Decidí abandonar el barco sin bote ni salvavidas. A todas luces era una locura y sin embargo lo hice convencido de que no dejaría de hacerlo por miedo. Tenía que probar que era capaz de alcanzar la orilla, o quizá que Dios en algún momento antes de mi último aliento, mostraría su existencia y su preferencia por mí.

            Convencido salté por la borda y renuncié a la seguridad de la nave. La mar estaba tranquila y la poca corriente que había era a favor. Respiré hondo, volví a sumergirme y salí a flote dando brazadas. No volví la cabeza. Miré a tierra y me concentré en la respiración y en el ritmo. Si alguien podía hacerlo era yo y ese era el día.

            Nadé y nadé sin pensar en nada que no fuera el objetivo. “Ni cansancio ni dolor. Controla la respiración”, me dije una y otra vez sin mirar la orilla durante la primera hora. Fue precisamente buscar tierra de reojo la primera señal de debilidad. Intentaba mover los brazos con la agilidad del principio, pero era imposible. Cada brazada era mucho más costosa que la anterior, y ya el brazo no atacaba el agua, caía sobre ella. Y aún así estaba convencido de que podría llegar y no miré hacia el barco para ponderar mis fuerzas.

            “Mantente a flote y sigue. Sigue. SIGUE!”, me decía mientras respiraba acompasadamente.

            De pronto el abismo se podía vislumbrar, y el canto de algunos pájaros comenzó a oírse como dando la bienvenida, como si esperaran la llegada. No podía decepcionar a mi público.

            Seguí dando brazadas hasta que el movimiento del agua comenzó a remover la arena del fondo. Recuerdo que pensé que debía seguir hasta tocar tierra con las manos. Agotado como estaba, si paraba y no hacía pie moriría ahogado en la orilla.

            Logré ponerme de rodillas dentro del agua. El vaivén de una mar tranquila me mecía a su merced. Lograba impulsarme poco a poco aprovechando que la gravedad pierde parte de su efectividad en el agua.

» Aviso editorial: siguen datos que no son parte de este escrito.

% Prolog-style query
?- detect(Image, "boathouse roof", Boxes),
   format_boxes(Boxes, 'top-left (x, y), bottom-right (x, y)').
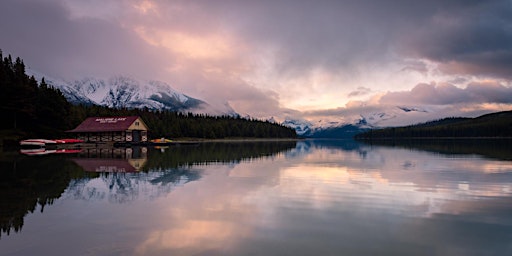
top-left (67, 116), bottom-right (148, 132)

            Los últimos metros los hice a gatas, arrastrando las piernas y apoyándome sobre los puños. Caí de poca sobre la arena húmeda y antes de quedarme dormido sólo pensé: “¡Lo conseguí!”.

            Al despertar me di la vuelta. Sentí de nuevo el arrullo del mar y la humedad de la arena. Allí estaba. Lo había conseguido. Sólo yo podía presumir de haberlo hecho.

            Perdido en esos pensamientos estaba cuando se filtró uno inesperado. ¿Qué hago yo aquí? Y abrió la puerta a muchos otros: ¿Qué isla es ésta? ¿Por qué no me pensé las cosas un poquito? ¿Por qué no estoy en mi velero si es donde deseo estar? ¿Como coño vuelvo ahora al barco?